Borrowing to fund government expenditure funds itself. Because the tax collected as that spending ripples out through the economy pays off the debt. So the Sage of Ely has repeatedly told us.

Then this:

One of the perennial questions surrounding what is supposedly called government debt is the ‘how are you going to repay the borrowing?’ question. The media is obsessed with it at the moment.

They appear wholly unaware that we have never made any serious attempt to repay this supposed debt

Oh. Perhaps the previous statement is inoperative now?

10 thoughts on “It’s stump thinking time!”

  1. What about the interest payments? They won’t always be this low, and this is what is buggering Italy (amongst other things…)

  2. We HAVE made several attempts to pay off, or pay down, government debt. Pitt the Younger was well on the way to doing so through his Sinking Fund when the Napoleonic War broke out; Margaret Thatcher’s government would have repaid it within thirty years; there were several lesser reductions in the intervening years. Murphy’s ignorance knows no limits.

  3. “…tax collected as that spending ripples out through the economy pays off the debt” but, surely, only if the tax on spending is more than 100%?

  4. Dennis, Odin's Tax Collector

    “…tax collected as that spending ripples out through the economy pays off the debt” but, surely, only if the tax on spending is more than 100%?

    Actually, that’s exactly the sort of thing Spud would advocate for… taxing spending more than 100%.

    And even more actually, I’m surprised he hasn’t endorsed such an idea already.

  5. I sneeze in threes

    He cares not that those benefitting from the public largess will not be affected in the same proportion as those either paying the tax, or those who are crowded out from making purchases of those goods (housing particularly) now inflated in price due the additional government spending. The fact that at a macro level the gdp accounting identity is not affected is a bait and switch. It’s the micro that matters. It’s a transfer (by force) of wealth.

  6. asiaseen said:
    “‘…tax collected as that spending ripples out through the economy pays off the debt’ but, surely, only if the tax on spending is more than 100%?”

    No, because there’s a multiplier; as the money circulates it generates more than you spent initially, so theoretically it could be possible to recoup the money with a tax rate below 100%.

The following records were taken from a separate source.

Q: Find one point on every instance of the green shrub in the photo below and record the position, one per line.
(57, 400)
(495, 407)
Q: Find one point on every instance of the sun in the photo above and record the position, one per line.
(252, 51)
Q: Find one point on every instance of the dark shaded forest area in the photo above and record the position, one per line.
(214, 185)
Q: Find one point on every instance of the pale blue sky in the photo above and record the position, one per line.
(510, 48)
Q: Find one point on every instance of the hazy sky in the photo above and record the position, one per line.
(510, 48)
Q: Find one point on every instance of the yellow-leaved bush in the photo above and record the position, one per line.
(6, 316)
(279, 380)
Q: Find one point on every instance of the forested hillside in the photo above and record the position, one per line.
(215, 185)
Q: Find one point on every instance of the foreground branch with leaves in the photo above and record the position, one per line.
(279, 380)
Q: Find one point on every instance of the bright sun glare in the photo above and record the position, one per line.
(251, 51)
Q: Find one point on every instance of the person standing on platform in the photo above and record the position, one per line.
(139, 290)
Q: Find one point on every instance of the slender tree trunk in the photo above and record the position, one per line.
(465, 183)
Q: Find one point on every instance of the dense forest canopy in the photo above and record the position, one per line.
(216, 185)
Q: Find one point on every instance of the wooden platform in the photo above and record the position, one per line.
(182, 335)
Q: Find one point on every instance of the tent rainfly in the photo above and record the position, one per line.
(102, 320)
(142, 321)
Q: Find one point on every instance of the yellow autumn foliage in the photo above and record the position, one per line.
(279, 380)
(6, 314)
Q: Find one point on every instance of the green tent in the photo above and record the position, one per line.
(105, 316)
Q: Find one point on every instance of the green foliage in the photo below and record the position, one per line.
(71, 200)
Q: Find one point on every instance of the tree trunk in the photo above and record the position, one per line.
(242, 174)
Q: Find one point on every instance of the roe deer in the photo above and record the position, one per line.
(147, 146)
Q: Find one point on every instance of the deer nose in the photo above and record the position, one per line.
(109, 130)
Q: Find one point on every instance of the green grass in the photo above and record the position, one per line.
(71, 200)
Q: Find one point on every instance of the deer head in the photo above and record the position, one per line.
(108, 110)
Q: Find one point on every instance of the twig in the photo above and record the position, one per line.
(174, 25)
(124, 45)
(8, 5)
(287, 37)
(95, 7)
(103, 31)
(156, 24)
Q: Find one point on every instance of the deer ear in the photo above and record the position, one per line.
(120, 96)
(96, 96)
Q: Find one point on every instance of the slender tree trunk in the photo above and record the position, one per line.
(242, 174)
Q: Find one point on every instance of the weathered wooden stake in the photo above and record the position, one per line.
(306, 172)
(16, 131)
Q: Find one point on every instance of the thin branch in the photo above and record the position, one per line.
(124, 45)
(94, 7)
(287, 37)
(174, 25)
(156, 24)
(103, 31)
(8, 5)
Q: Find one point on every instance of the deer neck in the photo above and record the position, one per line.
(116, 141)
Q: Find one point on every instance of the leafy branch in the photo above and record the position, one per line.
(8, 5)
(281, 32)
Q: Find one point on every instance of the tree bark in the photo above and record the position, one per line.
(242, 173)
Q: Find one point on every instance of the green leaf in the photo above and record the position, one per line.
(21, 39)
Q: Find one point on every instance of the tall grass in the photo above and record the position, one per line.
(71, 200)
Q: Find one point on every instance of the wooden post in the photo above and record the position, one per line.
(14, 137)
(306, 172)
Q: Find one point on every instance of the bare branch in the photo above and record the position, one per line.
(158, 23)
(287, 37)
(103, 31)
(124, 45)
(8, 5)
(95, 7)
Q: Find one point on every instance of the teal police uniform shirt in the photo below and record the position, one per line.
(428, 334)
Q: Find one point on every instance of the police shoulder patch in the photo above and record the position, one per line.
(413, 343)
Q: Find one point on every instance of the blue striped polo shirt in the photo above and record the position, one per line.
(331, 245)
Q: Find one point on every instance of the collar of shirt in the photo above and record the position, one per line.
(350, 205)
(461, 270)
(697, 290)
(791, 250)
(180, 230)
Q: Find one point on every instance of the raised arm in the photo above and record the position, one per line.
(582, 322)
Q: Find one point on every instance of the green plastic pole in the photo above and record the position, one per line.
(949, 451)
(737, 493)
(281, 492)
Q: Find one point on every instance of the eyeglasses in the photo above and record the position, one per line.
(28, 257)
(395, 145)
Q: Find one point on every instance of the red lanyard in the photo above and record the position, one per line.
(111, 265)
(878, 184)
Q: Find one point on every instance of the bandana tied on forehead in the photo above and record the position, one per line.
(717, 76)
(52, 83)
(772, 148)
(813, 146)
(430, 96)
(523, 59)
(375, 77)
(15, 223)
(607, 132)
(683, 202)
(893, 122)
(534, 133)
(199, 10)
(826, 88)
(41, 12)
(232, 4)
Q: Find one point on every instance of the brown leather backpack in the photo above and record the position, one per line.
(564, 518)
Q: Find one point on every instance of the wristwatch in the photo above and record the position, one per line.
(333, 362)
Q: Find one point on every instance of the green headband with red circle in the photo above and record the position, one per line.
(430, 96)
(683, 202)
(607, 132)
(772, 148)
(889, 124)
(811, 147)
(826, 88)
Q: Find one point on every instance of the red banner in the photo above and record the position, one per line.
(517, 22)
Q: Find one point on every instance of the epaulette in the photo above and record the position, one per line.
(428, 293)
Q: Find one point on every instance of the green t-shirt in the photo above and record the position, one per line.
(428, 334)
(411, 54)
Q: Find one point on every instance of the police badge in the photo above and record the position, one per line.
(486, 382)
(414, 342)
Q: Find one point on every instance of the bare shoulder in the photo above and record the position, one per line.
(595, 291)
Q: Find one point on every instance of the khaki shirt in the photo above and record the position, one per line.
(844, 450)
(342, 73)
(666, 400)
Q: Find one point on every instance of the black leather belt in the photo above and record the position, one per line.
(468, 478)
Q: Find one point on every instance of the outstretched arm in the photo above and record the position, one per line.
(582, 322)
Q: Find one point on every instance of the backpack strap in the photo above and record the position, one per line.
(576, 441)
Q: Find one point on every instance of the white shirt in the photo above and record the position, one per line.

    The problem – that Murphy never acknowledges – is that there is also a multiplier on the tax – so £100 of tax collected reduces the economy by more than 100%. That counteracts the multiplier effect on the spending, which is why it never works.

  7. To the extent that anything can be discerned about his thought processes, Murphy does seem (at least on even-numbered days) to draw on simple Keynesian ideas about multipliers.

    However even the simplest such models take account of leakages (e.g. savings and imports) other than tax out of each round of expenditure – so even within this framework, extra government spending isn’t self-financing.

  8. @ Cadet
    If only!
    Murphy and Guardianistas ignore leakages when it suits them to do so: it is possible (for the intellectually-challenged or dishonest), to create and use models that ignore leakage.

  9. @RichardT
    “there’s a multiplier”

    Of course, that works both ways. If someone avoids or evades tax then they can spend that money in the economy, usually more wisely than any government.